2.4. Statistical analysis

We evaluated prevalent COPD diagnosis and chronic bronchitis symptoms reported during the 2005–2010 interview. We were unable to evaluate disease incidence because diagnoses and symptoms were not collected from all farmers at enrollment, prohibiting our ability to confidently exclude prevalent cases and because the questions used to collect exposure information at each interview did not provide a clear temporal ordering of exposure and disease.

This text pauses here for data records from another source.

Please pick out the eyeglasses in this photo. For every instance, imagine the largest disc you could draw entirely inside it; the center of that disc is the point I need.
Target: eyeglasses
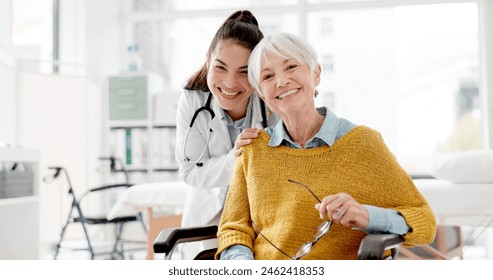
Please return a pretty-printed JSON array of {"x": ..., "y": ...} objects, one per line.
[{"x": 322, "y": 229}]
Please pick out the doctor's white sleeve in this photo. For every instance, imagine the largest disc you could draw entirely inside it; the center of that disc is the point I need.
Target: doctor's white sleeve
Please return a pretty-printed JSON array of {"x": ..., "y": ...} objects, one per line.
[{"x": 215, "y": 171}]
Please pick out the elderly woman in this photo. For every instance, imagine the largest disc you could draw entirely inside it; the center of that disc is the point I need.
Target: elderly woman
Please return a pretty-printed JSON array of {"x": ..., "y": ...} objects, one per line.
[{"x": 313, "y": 185}]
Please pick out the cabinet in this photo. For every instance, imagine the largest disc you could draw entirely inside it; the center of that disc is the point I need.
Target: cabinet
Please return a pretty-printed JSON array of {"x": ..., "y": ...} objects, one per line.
[
  {"x": 141, "y": 126},
  {"x": 19, "y": 216}
]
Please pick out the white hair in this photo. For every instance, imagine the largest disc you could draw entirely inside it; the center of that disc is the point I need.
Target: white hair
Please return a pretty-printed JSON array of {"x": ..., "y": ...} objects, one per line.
[{"x": 284, "y": 45}]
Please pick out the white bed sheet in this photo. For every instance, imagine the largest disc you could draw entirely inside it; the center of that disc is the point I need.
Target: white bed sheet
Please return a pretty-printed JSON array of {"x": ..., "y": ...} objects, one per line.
[
  {"x": 167, "y": 198},
  {"x": 469, "y": 204}
]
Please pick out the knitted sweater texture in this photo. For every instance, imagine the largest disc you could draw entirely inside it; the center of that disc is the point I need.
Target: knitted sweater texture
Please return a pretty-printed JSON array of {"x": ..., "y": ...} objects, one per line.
[{"x": 358, "y": 164}]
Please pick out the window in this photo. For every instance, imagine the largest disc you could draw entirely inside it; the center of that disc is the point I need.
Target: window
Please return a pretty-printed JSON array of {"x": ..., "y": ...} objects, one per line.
[
  {"x": 32, "y": 33},
  {"x": 409, "y": 71},
  {"x": 416, "y": 81}
]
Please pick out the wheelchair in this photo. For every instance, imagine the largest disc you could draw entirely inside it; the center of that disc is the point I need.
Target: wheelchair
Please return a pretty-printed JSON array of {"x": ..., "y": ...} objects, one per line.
[
  {"x": 372, "y": 246},
  {"x": 77, "y": 215}
]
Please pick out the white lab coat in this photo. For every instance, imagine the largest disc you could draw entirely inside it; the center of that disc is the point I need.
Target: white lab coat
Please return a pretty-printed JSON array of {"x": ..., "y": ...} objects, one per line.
[{"x": 210, "y": 182}]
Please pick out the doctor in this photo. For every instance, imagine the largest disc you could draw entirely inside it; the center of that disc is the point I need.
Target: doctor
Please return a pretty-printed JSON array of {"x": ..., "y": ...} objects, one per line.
[{"x": 217, "y": 114}]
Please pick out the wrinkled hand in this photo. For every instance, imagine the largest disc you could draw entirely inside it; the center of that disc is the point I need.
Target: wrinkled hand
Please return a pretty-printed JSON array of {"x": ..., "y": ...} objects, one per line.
[
  {"x": 341, "y": 208},
  {"x": 245, "y": 138}
]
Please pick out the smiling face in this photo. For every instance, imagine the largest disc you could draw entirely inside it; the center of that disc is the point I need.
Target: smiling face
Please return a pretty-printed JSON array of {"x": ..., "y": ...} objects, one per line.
[
  {"x": 227, "y": 77},
  {"x": 287, "y": 85}
]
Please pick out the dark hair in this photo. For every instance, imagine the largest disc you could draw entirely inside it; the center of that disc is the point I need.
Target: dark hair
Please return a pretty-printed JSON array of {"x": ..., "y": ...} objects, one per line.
[{"x": 241, "y": 27}]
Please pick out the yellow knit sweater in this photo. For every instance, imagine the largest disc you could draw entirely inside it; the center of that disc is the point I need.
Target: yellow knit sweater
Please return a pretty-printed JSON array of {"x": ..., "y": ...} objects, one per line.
[{"x": 358, "y": 164}]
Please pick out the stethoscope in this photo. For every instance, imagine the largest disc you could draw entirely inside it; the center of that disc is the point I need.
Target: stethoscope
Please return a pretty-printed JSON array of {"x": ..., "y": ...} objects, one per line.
[{"x": 207, "y": 107}]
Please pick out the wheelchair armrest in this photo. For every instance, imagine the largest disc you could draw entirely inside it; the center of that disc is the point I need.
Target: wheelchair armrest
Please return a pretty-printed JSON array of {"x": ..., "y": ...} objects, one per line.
[
  {"x": 170, "y": 237},
  {"x": 110, "y": 187},
  {"x": 373, "y": 246}
]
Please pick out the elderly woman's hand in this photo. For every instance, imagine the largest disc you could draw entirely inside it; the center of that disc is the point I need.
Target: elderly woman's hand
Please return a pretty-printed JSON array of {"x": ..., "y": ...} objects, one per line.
[
  {"x": 245, "y": 138},
  {"x": 341, "y": 208}
]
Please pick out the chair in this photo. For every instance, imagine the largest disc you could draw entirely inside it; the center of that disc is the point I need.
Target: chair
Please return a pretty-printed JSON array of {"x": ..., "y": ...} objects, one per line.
[
  {"x": 80, "y": 216},
  {"x": 372, "y": 247}
]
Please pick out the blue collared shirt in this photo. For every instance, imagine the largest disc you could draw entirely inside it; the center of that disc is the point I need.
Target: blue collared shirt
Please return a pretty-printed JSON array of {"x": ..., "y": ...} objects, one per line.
[
  {"x": 236, "y": 127},
  {"x": 333, "y": 128}
]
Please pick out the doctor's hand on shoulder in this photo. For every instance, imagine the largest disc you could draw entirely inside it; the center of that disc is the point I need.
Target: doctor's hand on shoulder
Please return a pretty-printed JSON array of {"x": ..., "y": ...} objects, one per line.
[
  {"x": 343, "y": 209},
  {"x": 245, "y": 138}
]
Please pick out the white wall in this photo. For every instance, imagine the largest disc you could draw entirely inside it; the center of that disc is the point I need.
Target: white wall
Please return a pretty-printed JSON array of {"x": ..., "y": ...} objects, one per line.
[
  {"x": 103, "y": 37},
  {"x": 5, "y": 22},
  {"x": 61, "y": 116}
]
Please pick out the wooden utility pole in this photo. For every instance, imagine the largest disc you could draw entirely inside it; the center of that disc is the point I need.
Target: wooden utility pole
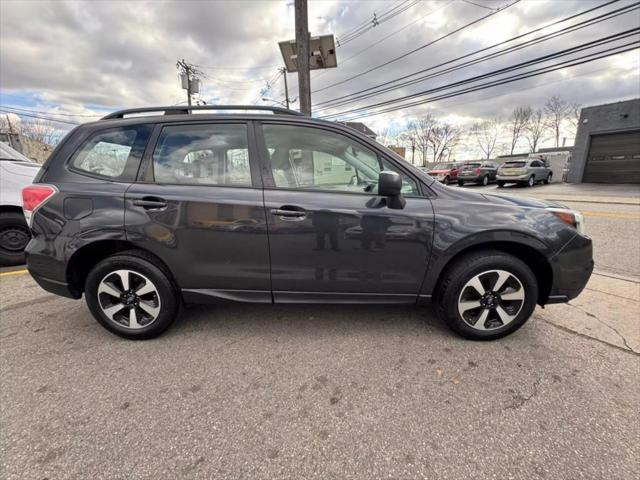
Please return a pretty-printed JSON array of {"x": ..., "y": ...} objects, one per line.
[
  {"x": 283, "y": 70},
  {"x": 302, "y": 59}
]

We examined the distribution of demographic and lifestyle characteristics reported at enrollment for all participants, and by disease status. We also examined the distribution of animal production and insecticide use at each interview overall and by disease status to identify temporal variation in animal production or insecticide use during the study period. Based on literature and directed acyclic graphs (DAG), (Greenland et al., 1999) we identified age, state, gender, education, and smoking as potential confounders of associations between animal production, insecticide use, and COPD outcomes. We saw no evidence of correlation among the insecticides to suggest potential confounding by correlated exposures.

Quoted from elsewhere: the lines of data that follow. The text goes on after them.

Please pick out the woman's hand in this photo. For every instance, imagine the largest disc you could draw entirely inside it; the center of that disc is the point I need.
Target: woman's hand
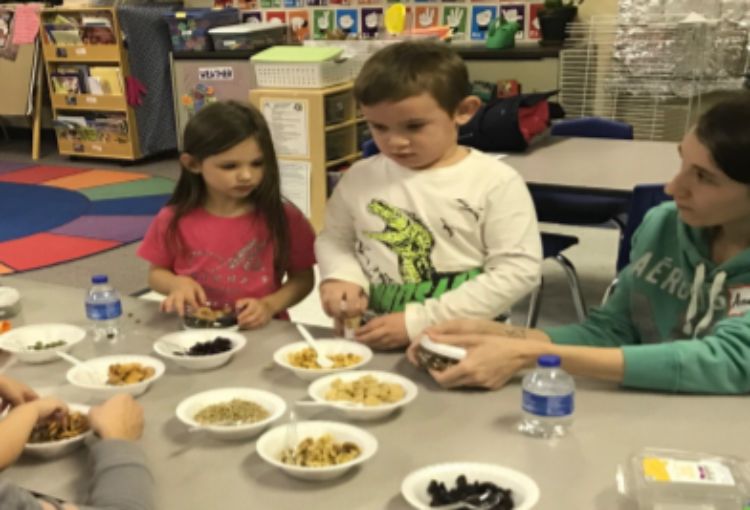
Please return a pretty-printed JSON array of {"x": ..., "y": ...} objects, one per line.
[
  {"x": 254, "y": 313},
  {"x": 185, "y": 291}
]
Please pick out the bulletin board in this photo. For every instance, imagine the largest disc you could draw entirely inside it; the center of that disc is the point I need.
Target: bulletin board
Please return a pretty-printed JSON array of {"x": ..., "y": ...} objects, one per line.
[{"x": 470, "y": 19}]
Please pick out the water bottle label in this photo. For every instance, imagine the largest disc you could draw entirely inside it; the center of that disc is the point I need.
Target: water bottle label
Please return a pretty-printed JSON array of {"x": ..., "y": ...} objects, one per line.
[
  {"x": 542, "y": 405},
  {"x": 103, "y": 311}
]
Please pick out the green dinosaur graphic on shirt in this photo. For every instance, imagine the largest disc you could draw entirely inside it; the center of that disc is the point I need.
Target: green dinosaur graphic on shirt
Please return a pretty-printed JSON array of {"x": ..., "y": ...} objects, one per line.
[{"x": 408, "y": 238}]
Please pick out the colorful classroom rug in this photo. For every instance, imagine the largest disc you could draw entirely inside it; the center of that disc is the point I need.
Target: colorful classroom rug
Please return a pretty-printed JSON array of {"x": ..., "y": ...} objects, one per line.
[{"x": 54, "y": 214}]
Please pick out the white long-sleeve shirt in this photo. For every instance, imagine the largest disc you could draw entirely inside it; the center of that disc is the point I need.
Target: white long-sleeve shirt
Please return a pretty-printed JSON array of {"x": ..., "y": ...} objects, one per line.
[{"x": 443, "y": 243}]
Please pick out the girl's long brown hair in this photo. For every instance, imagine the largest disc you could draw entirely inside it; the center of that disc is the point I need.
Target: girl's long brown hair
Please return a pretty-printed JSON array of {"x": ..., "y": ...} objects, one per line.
[{"x": 214, "y": 129}]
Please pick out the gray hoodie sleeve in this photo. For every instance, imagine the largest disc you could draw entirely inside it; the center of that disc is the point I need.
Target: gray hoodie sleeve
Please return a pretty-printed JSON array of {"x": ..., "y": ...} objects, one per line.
[{"x": 121, "y": 480}]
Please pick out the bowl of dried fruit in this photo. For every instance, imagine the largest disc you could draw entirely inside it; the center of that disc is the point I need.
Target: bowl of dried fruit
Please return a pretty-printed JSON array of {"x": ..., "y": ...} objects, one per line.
[
  {"x": 38, "y": 343},
  {"x": 316, "y": 450},
  {"x": 363, "y": 394},
  {"x": 124, "y": 373},
  {"x": 490, "y": 486},
  {"x": 210, "y": 315},
  {"x": 60, "y": 433},
  {"x": 302, "y": 360},
  {"x": 200, "y": 349},
  {"x": 231, "y": 413}
]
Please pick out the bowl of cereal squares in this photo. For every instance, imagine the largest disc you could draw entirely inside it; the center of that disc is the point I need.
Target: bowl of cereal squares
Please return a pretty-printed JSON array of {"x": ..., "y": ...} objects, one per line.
[
  {"x": 122, "y": 373},
  {"x": 59, "y": 434},
  {"x": 316, "y": 450},
  {"x": 39, "y": 343},
  {"x": 302, "y": 360},
  {"x": 200, "y": 349},
  {"x": 231, "y": 413},
  {"x": 363, "y": 394}
]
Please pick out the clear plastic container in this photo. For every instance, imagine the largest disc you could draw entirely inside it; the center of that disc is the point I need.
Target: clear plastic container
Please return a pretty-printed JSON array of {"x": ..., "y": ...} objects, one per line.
[{"x": 662, "y": 479}]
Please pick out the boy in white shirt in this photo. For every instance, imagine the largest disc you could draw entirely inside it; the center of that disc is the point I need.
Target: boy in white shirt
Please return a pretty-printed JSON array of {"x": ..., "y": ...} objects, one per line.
[{"x": 427, "y": 230}]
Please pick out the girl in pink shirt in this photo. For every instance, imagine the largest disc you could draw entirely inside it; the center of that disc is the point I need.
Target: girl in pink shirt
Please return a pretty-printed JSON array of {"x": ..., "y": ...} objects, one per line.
[{"x": 227, "y": 236}]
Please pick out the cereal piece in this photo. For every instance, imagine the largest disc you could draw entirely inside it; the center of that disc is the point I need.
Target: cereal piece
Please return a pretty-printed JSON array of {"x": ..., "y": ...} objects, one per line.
[
  {"x": 306, "y": 358},
  {"x": 366, "y": 390},
  {"x": 321, "y": 452}
]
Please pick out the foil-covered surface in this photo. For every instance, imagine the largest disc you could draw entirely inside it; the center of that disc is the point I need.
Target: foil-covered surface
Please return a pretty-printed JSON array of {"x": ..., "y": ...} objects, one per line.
[{"x": 681, "y": 47}]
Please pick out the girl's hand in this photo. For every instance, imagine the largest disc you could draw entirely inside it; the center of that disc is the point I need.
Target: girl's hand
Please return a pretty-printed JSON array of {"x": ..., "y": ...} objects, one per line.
[
  {"x": 254, "y": 313},
  {"x": 342, "y": 299},
  {"x": 489, "y": 363},
  {"x": 14, "y": 393},
  {"x": 384, "y": 332},
  {"x": 185, "y": 291}
]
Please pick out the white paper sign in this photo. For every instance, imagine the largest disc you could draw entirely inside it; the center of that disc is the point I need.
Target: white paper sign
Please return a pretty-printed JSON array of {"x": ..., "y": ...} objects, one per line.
[
  {"x": 288, "y": 121},
  {"x": 295, "y": 183}
]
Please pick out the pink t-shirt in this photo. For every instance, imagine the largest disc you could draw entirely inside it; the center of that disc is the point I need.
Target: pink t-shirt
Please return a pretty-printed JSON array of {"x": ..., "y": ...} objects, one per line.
[{"x": 231, "y": 258}]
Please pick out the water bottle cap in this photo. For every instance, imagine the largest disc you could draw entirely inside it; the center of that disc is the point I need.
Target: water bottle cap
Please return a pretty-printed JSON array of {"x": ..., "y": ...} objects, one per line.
[
  {"x": 548, "y": 360},
  {"x": 99, "y": 278}
]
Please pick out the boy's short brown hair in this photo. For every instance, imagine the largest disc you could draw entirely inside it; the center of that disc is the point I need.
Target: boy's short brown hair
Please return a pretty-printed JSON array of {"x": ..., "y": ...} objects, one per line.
[{"x": 412, "y": 68}]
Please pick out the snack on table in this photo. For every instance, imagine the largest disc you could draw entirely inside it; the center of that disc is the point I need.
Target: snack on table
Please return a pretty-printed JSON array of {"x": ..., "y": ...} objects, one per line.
[
  {"x": 57, "y": 427},
  {"x": 208, "y": 317},
  {"x": 121, "y": 374},
  {"x": 234, "y": 412},
  {"x": 215, "y": 346},
  {"x": 366, "y": 390},
  {"x": 306, "y": 358},
  {"x": 321, "y": 452},
  {"x": 40, "y": 346},
  {"x": 475, "y": 492}
]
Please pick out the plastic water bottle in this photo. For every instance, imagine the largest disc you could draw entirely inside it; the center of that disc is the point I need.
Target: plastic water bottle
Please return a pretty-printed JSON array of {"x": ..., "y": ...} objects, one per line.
[
  {"x": 103, "y": 309},
  {"x": 548, "y": 394}
]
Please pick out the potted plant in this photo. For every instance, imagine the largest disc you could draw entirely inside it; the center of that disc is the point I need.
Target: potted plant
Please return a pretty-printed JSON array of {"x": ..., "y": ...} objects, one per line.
[{"x": 554, "y": 19}]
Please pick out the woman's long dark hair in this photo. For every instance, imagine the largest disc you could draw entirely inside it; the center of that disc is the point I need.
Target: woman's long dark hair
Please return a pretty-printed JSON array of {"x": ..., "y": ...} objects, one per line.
[{"x": 217, "y": 128}]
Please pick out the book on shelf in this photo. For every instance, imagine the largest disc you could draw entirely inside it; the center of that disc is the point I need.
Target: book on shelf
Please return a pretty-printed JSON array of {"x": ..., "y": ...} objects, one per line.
[{"x": 105, "y": 80}]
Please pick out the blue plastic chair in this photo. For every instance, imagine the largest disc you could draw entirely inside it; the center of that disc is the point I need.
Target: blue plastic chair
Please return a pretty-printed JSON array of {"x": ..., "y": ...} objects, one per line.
[
  {"x": 552, "y": 247},
  {"x": 644, "y": 197},
  {"x": 579, "y": 207}
]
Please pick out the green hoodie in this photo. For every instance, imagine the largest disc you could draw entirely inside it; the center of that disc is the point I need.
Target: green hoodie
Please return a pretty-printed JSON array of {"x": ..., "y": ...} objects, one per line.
[{"x": 683, "y": 322}]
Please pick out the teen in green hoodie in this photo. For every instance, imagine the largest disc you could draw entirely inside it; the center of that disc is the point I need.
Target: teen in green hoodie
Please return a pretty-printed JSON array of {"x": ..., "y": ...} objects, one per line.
[{"x": 679, "y": 319}]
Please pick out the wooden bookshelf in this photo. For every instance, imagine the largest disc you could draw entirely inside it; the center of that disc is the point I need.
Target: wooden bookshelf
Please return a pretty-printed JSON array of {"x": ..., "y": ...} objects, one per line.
[
  {"x": 84, "y": 55},
  {"x": 331, "y": 123}
]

To control for confounding we used stabilized inverse probability of exposure weights (IPEW), which create a “pseudo-population” where the distributions of confounding variables are similar across exposure groups. This is a form of direct standardization that results in no association between the exposure and confounders in the analysis population (Cole and Hernan, 2008). To derive exposure weights, we used linear, logistic, or polytomous logistic regression models for continuous, binary, and multi-level exposures, respectively, to estimate the predicted probability of exposure, conditional on the identified con- founders (categorized as shown in Table 1). We assigned each individual a weight equal to the inverse of the predicted probability that the person had his/her observed exposure. To stabilize the weights, we multiplied each weight by the marginal probability of the individual’s observed exposure status.

Table 1.

Distribution of demographic and lifestyle characteristics by COPD diagnosis and symptoms among 22,491 farmers participating in the 2005–2010 interview, Agricultural Health Study.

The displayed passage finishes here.